Pure Storage introduces Data Stream, a full-stack solution to prepare and connect data to Nvidia’s AI reference architecture.
Pure Storage has introduced Data Stream. It is an integrated hardware and software stack designed to help companies connect their data to AI applications. The solution automates the collection, cleaning, and structuring of data, enabling organizations to train and deploy AI models in the next step.
According to Pure Storage, a large portion of the time companies spend on AI projects goes into data preparation. Pure Storage claims this can take up to eighty percent of the total project time. Data Stream aims to simplify this process by automatically connecting data pipelines to the AI architecture, where storage and GPUs work together directly.
Part of the Data Platform
Data Stream is a component of the Pure Storage Data Platform and is aligned with enterprise inference use, using the Nvidia AI Data Platform as a reference design. Data Stream supports real-time data ingestion and structuring from various sources, such as text files, PDFs, and tables. The solution offers multi-protocol access (NFS, S3, SMB) and can be integrated with vector databases on Pure Storage FlashBlade//S.
Data Stream works closely with Nvidia NeMo Retriever to convert raw data into vector representations that AI systems can use to understand context and relationships. This approach supports applications such as Retrieval Augmented Generation (RAG).
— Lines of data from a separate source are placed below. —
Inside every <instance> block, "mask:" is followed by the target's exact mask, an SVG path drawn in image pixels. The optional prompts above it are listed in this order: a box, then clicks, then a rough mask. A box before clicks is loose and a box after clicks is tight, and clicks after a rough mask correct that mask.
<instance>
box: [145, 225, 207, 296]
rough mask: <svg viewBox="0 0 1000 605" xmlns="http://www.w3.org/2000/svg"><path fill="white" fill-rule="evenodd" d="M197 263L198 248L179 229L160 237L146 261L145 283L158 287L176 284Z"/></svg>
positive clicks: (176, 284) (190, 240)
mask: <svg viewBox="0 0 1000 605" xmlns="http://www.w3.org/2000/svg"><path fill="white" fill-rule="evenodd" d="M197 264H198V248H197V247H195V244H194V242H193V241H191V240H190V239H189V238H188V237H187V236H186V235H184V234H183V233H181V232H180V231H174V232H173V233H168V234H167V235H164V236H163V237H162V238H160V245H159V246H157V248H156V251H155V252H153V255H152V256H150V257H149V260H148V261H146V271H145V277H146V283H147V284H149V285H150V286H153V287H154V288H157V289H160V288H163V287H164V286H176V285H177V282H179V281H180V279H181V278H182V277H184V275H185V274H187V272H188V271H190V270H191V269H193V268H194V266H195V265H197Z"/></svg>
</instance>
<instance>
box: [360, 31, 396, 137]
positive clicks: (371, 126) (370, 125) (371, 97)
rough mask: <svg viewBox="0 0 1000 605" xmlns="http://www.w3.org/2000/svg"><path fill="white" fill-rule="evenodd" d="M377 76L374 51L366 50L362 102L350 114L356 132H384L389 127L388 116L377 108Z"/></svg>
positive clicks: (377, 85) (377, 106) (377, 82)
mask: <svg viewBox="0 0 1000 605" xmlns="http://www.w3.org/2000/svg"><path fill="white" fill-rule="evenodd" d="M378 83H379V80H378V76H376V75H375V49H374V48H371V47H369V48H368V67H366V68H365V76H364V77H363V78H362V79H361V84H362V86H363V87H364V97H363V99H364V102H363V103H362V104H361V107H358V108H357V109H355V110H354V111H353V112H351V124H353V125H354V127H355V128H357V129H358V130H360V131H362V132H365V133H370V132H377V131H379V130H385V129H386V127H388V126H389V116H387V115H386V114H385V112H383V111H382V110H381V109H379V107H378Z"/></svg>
Through integration with NVIDIA NIM, organizations can run AI workloads on local infrastructure or in the cloud using standardized APIs.
Nvidia GPUs
Additionally, Data Stream utilizes GPU-optimized pipelines based on the Nvidia RTX Pro 6000 Blackwell Server Edition and software libraries such as Nvidia Spark Rapids and cuVS. The combination with FlashBlade//S aims to prevent computational bottlenecks and improve data processing performance.
Finally, Data Stream processes data directly on the storage layer, which Pure Storage claims reduces the number of data movements. The output is stored in formats such as JSON, Apache Parquet, or Arrow, suitable for scalable vector storage and large-scale RAG datasets.